I've decided to replace my early Harrison quad-bag system. If I had OEM I'd leave it that way - but my starting point is an early quad-bag.
Two years ago I hit a large deep pothole at 60mph, lost a bag but was able to drive an additional 1k miles on 3 bags. I replaced all four with same part# Firestones. This week I lost another bag the same way, same location - rough roads in the northwest corner of Nevada, large pothole at 60mph. I isolated the good bag on that side and continued. A few hundred miles later, 2nd bag on same side blew. I continued several hundred miles home with zero PSI on that side. A bit challenging to steer and a rough ride, but I did appreciate not having to jack it up on the side of the road to install bags or a temporary spacer.

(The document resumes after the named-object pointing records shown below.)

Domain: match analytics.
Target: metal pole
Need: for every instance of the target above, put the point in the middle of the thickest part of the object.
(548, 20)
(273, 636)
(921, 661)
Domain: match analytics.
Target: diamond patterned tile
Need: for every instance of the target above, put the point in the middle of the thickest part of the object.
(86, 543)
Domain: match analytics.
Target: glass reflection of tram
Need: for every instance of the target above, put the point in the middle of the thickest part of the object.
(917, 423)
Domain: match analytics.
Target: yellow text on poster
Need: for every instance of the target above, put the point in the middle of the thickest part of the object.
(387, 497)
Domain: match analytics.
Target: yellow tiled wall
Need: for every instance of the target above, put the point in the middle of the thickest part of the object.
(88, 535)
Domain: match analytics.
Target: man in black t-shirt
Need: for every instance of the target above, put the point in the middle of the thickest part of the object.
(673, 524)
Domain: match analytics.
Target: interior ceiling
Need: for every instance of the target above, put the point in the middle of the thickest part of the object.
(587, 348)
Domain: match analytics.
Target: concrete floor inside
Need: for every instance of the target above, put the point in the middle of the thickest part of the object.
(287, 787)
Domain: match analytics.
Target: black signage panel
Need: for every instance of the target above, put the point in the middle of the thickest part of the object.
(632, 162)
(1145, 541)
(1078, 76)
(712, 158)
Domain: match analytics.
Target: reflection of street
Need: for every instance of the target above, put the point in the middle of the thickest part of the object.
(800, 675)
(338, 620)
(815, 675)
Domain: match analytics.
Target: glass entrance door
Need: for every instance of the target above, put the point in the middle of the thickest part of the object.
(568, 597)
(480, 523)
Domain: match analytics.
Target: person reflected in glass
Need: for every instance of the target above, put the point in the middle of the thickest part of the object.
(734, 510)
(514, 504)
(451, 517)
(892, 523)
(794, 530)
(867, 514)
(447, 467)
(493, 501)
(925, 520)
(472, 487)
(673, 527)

Right now I'm strongly considering the SullyBilt system, although I am also looking at the newer quad-bag system (I've heard the geometry improved after the previous owner installed these in 2016). I'm aware the Sully monobag lets each wheel articulate more, wider max/min range (compared to quad), smoother ride, etc. I don't tow anything, and if I do it will be a small light trailer.
I imagine a blown Sully behaves same as OEM - must stop and replace bag on the road, or fit an equivalent block or spacer. If that's the case, is it worth carrying a block of wood (spacer)? Or carry one or two spare bags.
Anyone else with experience removing a quad-bag system and installing Sully? The
instructions I've seen assume the starting point is OEM and I need to understand if the previous quad conversion eliminated parts I need.